Hamas nella torre dei media? Israele non fornisce le prove
Guerra Promessa Sono chieste con forza dalla agenzia di stampa Ap che, come al Jazeera, aveva i suoi uffici nel palazzo Al Jalaa raso al suolo. Anche il segretario di stato Blinken non ha ricevuto alcuna prova da parte di Israele. «Arriveranno a tempo debito» assicura il portavoce militare
Guerra Promessa Sono chieste con forza dalla agenzia di stampa Ap che, come al Jazeera, aveva i suoi uffici nel palazzo Al Jalaa raso al suolo. Anche il segretario di stato Blinken non ha ricevuto alcuna prova da parte di Israele. «Arriveranno a tempo debito» assicura il portavoce militare
È stato categorico due giorni fa il premier Netanyahu. Riferendosi alla Torre Al Jalaa, il palazzo di 13 piani raso al suolo dall’aviazione israeliana e in cui si trovavano gli studi della tv Al Jazeera e dell’agenzia Usa Ap, ha detto che «vi operavano un ufficio dell’intelligence di una organizzazione terroristica (Hamas, ndr)». Per questo, ha aggiunto, «era un obiettivo legittimo». Le prove di quella presenza però non sono ancora venute fuori.

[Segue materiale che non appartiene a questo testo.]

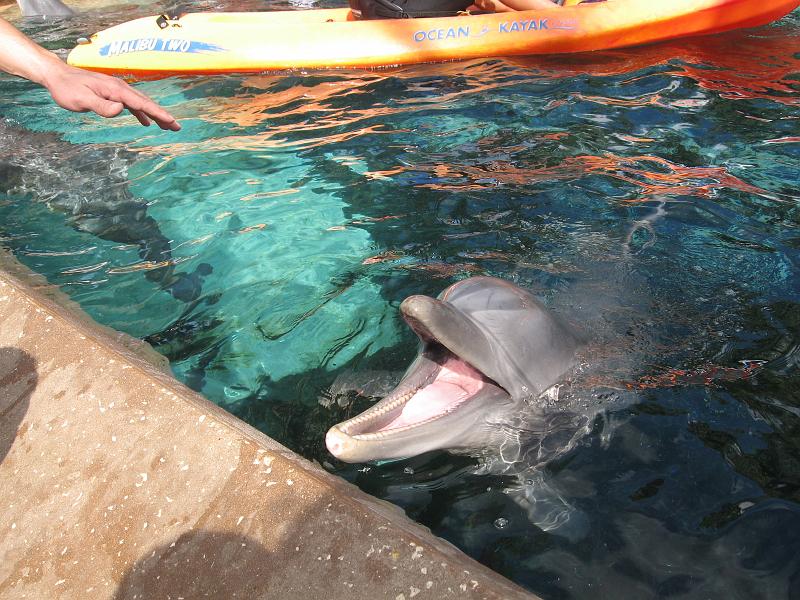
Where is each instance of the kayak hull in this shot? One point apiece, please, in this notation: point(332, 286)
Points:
point(211, 43)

Lo stesso segretario di Stato americano Antony Blinken ha detto ieri di non aver ricevuto nulla dall’alleato israeliano. Prove che chiede anche Sally Buzbee, vicedirettrice della Ap, sottolineando che l’agenzia di stampa da 15 anni aveva i suoi uffici in quell’edificio e non ha mai avuto alcuna indicazione che Hamas operasse nella Torre Al Jalaa. Il portavoce dell’esercito, il tenente colonnello Jonathan Conricus, ha risposto che Israele sta mettendo insieme le prove ma non ha detto i quando saranno pronte. «Siamo nel bel mezzo di un combattimento», ha spiegato Conricus, «a tempo debito le informazioni verranno presentate». Pronta la replica di Buzbee: «Pensiamo che a questo punto sia appropriato che ci sia uno sguardo indipendente su ciò che è accaduto, parlo di un’indagine indipendente».
In attesa che Conricus si rifaccia vivo con le prove, l’ufficio del portavoce delle forze armate israeliane resta bersaglio delle critiche della stampa estera a Gerusalemme per la vicenda non ancora chiarita del messaggio sibillino con il quale la scorsa settimana aveva annunciato la partecipazione di truppe all’attacco contro Gaza condotto dall’aviazione. In quella occasione, i media internazionali hanno immediatamente riferito dell’inizio dell’offensiva di terra. Ma non era vero. Si è poi appreso dai giornali israeliani che quell’annuncio sarebbe servito a far entrare gli uomini di Hamas all’interno delle gallerie sotterranee costruire dal movimento islamico in modo che l’aviazione potesse bombardarle massicciamente ed uccidere i presenti. Il piano israeliano avrebbe dovuto infliggere un colpo devastante ad Hamas ma, a quanto si legge, sarebbe riuscito in minima parte e ciò costringe ora Israele ad impegnarsi in conflitto con Hamas molto più lungo di quello pianificato. Le forze armate israeliane respingono questa versione dei fatti e parlano di «errore sincero» nell’annuncio dell’offensiva di terra. E riferiscono che sino ad oggi sarebbe stati distrutti cento chilometri di gallerie di Hamas.
In casa israeliana i commentatori più noti, come Avi Issacharoff (uno degli autori della controversa serie tv Fauda), sollevano dubbi sui risultati a lungo termine dell’offensiva in corso. Israele, scrive Issacharoff, sta ottenendo successi tattici come la distruzione della rete di tunnel e di altri obiettivi mentre il movimento islamico sta raggiungendo un obiettivo strategico nei Territori palestinesi occupati, nel mondo arabo e persino nelle strade dello Stato ebraico. «Hamas è riuscita a fare qualcosa senza precedenti – ha sottolineato -, oltre alle sue incessanti raffiche di razzi in profondità in Israele, ha mobilitato migliaia di manifestanti palestinesi in Cisgiordania, ha provocato lanci di razzi dal Libano e dalla Siria e, cosa molto significativa, ha attirato nella sua battaglia anche degli arabi israeliani». La risposta di Israele, ha concluso Issacharoff, comincia ad esaurirsi, otterrà una vittoria solo se colpirà il comandante dell’ala militare di Hamas, Mohammad Deif, o il leader politico del movimento islamista, Yahya Sinwar. Ma i due presumibilmente sono entrambi al sicuro.